Site information
- Type: SLAF Station
- Controlled by: Sri Lanka Air Force

Location

Site history
- In use: October 15, 1952 – present

= SLAF Ekala =

Air force station in Sri Lanka

SLAF Ekala is the Sri Lanka Air Force station in Ekala. It is the primary training centre for all Sri Lanka Air Force specialist airmen trades, to this end the station is home to the Advanced & Specialized Trade Training School (A & S TTS). It is also the home of the office of Chief Recruiting Officer, who is responsible for recruiting Officers and others ranks to the SLAF.

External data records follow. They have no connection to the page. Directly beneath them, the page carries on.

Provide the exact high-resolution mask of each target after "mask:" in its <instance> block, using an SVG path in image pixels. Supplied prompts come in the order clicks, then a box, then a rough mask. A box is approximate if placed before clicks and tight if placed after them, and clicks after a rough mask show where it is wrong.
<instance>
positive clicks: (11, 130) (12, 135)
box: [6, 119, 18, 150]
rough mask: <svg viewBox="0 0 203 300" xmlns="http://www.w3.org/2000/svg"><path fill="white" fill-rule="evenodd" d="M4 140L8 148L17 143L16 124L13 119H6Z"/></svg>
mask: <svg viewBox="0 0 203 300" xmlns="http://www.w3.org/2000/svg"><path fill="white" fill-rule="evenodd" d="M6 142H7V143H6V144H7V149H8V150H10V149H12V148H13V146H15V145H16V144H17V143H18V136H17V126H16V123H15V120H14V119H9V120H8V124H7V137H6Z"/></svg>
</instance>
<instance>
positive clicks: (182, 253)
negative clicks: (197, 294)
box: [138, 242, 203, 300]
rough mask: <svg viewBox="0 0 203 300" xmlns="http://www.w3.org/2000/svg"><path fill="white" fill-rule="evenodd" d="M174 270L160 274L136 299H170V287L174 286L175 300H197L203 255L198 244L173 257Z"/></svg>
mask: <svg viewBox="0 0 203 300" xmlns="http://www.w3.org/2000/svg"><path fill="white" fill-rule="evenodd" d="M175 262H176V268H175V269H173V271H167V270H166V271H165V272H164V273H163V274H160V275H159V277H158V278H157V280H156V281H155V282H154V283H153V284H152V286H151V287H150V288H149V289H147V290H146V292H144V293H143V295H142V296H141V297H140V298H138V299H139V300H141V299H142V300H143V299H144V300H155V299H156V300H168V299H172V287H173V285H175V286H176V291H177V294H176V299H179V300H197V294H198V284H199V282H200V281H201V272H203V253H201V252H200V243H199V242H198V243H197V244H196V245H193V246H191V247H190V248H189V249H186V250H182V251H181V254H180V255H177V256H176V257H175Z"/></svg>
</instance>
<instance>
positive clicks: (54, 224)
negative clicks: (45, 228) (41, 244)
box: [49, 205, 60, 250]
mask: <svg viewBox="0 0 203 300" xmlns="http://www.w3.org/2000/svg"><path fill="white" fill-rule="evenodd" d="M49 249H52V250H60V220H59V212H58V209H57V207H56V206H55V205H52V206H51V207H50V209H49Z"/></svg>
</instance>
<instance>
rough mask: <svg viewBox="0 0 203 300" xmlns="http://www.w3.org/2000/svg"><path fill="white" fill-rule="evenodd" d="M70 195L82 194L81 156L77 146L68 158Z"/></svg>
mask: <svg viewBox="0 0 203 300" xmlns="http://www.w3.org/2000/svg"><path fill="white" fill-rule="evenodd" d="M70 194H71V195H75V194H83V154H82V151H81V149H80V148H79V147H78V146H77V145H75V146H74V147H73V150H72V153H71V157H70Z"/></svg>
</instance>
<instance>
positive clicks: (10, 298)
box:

The base was established by the RAF and was later handed over to RCyAF. It was the first RCyAF detachment to come under hostile attack on the 5 April 1971 at the outset of the JVP Insurrection. That same year an Electronics & telecommunications Maintenance Unit was opened at the base, responsible for installation and maintenance of airborne & ground radio systems, telecommunications & landline equipment, air traffic communications, radio navigational aids and other electronic apparatus in the RCyAF. It operatised on a three-pronged basis – Technical Wing, Administrative Squadron and Landline Flight. This Unit also trained personnel, and provided signals detachments at RCyAF formations. This was later shifted to SLAF Ratmalana and renamed as Electronics & Telecommunications Wing. In 1993, the Advanced and Specialised Trade Training School was relocated to SLAF Ekala from SLAF Katunayake.